Small portions, but still – we LEFT food.

Growing up, if I put something on my plate, I finished it. Regardless of how it tasted.

Not because of values or environment. Because I was grateful to have anything on my plate at all.

But in Dubai, I had permission to not like something.

Permission to waste a little.

Permission to have an opinion.


The Transformation

My wardrobe now:

I have clothes specifically for airports.

I have clothes for long-distance travel, sorted by weather AND location.

Beach clothes. Multiple swimming costumes.

Socks of different shapes, sizes, and textures.

Undergarments specifically for slightly transparent shorts so they don't look bad.

Three different watches – one for running, one for everyday, one for parties.

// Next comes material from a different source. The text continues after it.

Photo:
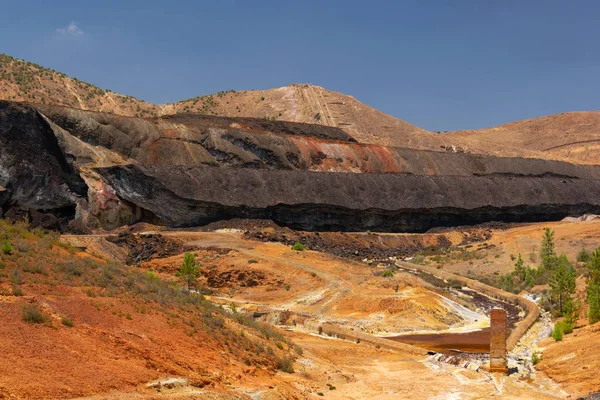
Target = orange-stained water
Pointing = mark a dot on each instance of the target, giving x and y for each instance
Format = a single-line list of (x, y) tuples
[(472, 342)]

And right now? I have 2-3 pairs of clothes sitting in my almirah that I haven't even worn yet. Bought them a month ago. Just sitting there.

The kid who had “summer or winter” now has granular categories for everything.

From one dal, one sabji to eating at so many different restaurants I've lost count.

From occasion-based clothes to unworn outfits in my closet.

From LTC trips every 3-4 years to visiting so many places in India I cannot count. To traveling to multiple countries across the world.


Both Things Can Be True

I feel grateful for everything.

Grateful for my parents who gave us those LTC trips even when money was tight.

Grateful for my sisters who sat with me at that corner table.

Grateful for my girlfriend who showed me I could have preferences without losing gratitude.

Because here's what I figured out:

The corner table taught me gratitude.

But gratitude without preferences isn't humility.

It's just never learning what you actually want.

When I look at those 3 watches, those texture-sorted socks, those unworn clothes – I don't feel guilty.

I feel happy. Proud. Free.

Free to choose. Free to have opinions. Free to leave food I don't like.


If I could talk to that anxious kid in the Darjeeling restaurant, staring at the stained menu, sitting in the corner hoping nobody notices us...

I'd tell him: One day you'll leave food you don't like, and you won't feel bad about it.